Complimenting his leadership of the Maguire Medical Library team, Martin was elected and served as the President of the Florida Health Sciences Library Association in 2012-13, and has been the Chair of both the Strategic Planning and Nominating Committees in FHSLA. Martin is a Senior member of the Academy of Health Information Professionals (AHIP) with the Medical Library Association (MLA), and also represents Florida State University as a member of the Florida Collaboration of Academic Libraries of Medicine (FCALM), the Southern Chapter of the Medical Library Association (SC/MLA), the Consortium of Southern Biomedical Libraries (CONBLS), and the Association of Academic Health Sciences Libraries (AAHSL).

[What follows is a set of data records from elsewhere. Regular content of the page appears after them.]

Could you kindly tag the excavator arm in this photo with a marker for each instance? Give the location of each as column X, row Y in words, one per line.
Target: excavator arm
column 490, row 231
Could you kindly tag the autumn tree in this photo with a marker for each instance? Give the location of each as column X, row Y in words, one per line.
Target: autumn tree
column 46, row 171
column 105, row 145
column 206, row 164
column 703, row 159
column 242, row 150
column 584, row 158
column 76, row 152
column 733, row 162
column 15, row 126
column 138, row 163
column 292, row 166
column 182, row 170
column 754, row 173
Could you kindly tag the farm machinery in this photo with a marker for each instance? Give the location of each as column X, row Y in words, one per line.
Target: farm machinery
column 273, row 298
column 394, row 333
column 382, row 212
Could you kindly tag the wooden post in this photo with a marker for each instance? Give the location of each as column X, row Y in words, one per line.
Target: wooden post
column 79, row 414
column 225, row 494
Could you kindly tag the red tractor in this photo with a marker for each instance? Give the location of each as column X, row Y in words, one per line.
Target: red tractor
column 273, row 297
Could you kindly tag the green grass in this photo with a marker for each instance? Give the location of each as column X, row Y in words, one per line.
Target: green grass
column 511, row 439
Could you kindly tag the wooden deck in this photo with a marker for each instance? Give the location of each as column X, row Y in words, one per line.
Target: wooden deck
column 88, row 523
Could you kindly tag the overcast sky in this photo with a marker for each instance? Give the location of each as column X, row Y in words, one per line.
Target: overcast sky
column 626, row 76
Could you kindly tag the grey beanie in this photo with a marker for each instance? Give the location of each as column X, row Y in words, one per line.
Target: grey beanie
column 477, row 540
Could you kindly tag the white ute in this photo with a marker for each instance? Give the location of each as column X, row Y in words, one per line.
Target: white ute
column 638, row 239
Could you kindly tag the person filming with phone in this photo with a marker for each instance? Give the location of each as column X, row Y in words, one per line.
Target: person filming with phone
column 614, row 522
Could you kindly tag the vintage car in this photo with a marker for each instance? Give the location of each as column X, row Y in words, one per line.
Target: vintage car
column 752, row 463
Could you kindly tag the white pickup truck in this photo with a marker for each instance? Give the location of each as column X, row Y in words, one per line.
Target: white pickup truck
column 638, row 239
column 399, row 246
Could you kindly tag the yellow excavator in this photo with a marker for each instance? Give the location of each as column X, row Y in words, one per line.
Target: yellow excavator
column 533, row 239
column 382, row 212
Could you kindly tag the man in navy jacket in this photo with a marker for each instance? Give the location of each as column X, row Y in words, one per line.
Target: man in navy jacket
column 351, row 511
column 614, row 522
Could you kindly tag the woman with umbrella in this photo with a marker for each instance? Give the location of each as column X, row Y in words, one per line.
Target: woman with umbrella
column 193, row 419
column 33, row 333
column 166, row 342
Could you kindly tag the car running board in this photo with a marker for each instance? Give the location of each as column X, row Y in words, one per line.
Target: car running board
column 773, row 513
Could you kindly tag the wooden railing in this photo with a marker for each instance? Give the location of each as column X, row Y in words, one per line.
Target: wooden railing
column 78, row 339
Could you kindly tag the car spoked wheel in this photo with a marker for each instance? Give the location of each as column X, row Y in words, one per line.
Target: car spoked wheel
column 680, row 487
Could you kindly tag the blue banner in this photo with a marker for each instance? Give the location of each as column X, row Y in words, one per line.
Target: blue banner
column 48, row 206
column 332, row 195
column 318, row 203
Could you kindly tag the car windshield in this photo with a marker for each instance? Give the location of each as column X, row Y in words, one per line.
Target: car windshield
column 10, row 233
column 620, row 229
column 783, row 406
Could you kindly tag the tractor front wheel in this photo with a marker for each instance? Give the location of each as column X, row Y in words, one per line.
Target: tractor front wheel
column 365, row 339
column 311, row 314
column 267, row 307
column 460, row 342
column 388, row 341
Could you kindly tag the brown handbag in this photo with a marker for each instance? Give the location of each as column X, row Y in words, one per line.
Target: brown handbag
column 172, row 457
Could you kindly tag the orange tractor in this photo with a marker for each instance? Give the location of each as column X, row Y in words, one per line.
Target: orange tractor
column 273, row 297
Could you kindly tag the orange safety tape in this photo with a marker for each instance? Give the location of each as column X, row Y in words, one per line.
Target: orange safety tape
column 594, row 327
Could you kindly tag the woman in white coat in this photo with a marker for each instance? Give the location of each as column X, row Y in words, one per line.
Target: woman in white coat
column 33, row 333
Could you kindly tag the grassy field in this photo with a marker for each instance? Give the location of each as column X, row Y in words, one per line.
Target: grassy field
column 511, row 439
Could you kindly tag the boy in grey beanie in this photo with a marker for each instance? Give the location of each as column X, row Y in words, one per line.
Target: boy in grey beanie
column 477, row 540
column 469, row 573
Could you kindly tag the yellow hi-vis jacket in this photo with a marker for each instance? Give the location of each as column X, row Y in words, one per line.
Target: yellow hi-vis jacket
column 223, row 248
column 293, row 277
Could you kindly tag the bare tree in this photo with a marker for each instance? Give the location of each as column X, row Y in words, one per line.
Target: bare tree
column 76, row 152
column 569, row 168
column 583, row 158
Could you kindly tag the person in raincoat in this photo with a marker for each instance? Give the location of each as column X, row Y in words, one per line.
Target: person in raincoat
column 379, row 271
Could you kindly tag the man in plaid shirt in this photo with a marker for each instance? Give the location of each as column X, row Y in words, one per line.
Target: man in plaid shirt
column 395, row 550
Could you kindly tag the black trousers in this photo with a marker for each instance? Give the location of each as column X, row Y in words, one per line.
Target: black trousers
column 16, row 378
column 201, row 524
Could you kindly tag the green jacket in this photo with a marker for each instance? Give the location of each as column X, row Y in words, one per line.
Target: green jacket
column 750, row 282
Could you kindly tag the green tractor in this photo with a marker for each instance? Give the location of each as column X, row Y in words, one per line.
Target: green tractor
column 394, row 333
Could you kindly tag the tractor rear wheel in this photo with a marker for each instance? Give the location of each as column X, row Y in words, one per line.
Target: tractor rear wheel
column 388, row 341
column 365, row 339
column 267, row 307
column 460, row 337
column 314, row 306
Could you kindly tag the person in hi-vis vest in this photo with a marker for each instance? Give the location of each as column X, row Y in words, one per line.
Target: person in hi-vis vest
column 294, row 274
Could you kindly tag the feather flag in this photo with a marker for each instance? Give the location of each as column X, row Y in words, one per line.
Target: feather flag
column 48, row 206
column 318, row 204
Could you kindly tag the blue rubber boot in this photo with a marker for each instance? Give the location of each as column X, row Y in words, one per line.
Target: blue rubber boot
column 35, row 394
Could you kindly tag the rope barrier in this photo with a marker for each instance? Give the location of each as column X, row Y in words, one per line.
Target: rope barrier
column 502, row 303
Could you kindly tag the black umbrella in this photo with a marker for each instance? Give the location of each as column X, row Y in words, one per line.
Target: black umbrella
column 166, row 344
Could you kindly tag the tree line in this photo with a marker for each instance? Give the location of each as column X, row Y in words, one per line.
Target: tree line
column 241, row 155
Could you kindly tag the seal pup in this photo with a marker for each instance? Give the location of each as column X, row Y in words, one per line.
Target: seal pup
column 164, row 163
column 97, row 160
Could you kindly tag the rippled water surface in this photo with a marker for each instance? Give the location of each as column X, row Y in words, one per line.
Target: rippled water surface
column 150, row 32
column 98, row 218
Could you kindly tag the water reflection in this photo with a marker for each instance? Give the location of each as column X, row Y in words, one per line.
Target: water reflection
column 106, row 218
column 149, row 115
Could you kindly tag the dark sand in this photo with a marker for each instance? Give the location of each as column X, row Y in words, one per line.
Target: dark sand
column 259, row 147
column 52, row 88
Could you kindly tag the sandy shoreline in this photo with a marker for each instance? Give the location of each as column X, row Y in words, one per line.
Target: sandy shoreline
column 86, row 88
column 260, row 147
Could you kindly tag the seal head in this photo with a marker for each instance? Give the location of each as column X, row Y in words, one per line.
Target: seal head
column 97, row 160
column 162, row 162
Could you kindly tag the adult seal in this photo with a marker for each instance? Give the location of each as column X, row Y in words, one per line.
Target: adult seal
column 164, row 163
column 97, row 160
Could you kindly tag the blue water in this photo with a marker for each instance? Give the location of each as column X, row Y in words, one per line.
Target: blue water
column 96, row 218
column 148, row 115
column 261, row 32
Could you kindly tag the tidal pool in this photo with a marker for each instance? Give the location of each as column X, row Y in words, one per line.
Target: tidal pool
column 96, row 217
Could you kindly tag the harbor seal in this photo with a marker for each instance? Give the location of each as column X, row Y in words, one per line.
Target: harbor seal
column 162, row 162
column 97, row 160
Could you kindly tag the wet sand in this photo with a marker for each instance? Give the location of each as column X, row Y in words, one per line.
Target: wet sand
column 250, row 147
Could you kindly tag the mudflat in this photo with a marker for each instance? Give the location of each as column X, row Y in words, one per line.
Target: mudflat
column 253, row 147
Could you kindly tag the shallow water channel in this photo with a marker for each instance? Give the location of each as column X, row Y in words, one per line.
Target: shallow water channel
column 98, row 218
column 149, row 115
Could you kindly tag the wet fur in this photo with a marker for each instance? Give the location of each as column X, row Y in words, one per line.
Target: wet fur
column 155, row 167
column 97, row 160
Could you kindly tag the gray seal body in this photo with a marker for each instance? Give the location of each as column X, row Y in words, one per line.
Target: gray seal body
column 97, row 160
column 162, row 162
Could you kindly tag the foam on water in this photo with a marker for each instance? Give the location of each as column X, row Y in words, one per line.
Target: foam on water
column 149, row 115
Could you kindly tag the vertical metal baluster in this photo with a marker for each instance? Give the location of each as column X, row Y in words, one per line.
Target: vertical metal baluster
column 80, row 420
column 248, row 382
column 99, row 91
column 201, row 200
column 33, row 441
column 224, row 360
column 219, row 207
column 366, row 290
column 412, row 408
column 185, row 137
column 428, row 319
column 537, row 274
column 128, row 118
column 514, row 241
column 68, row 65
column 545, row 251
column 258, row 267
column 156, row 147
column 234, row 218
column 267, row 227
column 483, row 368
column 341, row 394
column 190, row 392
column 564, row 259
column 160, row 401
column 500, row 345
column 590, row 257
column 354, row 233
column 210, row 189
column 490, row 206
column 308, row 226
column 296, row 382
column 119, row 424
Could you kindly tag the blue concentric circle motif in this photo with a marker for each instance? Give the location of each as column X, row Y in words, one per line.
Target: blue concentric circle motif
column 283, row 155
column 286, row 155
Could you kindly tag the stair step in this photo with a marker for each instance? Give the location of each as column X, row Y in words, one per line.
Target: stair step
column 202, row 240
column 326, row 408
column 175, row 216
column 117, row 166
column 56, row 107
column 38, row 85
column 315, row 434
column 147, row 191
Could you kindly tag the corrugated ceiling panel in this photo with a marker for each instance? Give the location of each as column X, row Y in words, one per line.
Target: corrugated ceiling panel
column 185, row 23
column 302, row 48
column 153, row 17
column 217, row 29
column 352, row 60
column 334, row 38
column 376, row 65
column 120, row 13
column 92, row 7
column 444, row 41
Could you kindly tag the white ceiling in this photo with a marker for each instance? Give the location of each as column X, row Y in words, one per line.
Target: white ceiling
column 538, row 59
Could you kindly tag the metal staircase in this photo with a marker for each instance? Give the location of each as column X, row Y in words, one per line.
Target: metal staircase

In addition to his accomplishments in the medical library field, Martin is also a leader and outspoken advocate for people living with diabetes, and serves at the local, state, national, and international levels to improve the lives of people with chronic conditions. Martin is a well-known blogger and patient advocate in the diabetes community, and was recently appointed to the JDRF International Type 1 Diabetes Voices Council in Washington, DC. He is also a faculty advisor for the Students With Diabetes organization, which aims to create a community and connection point for young adults with diabetes on both college campuses and in local communities across the country.

I want to thank the members of the search committee for their due diligence in reviewing a number of qualified applicants, and confirming for us the real jewel we have at the College of Medicine. Please join me in congratulating Martin, and thanking him for his leadership as he continues to direct the medical library team and oversee the services and resources that have made the Maguire Medical Library the model academic digital medical library for the 21st century.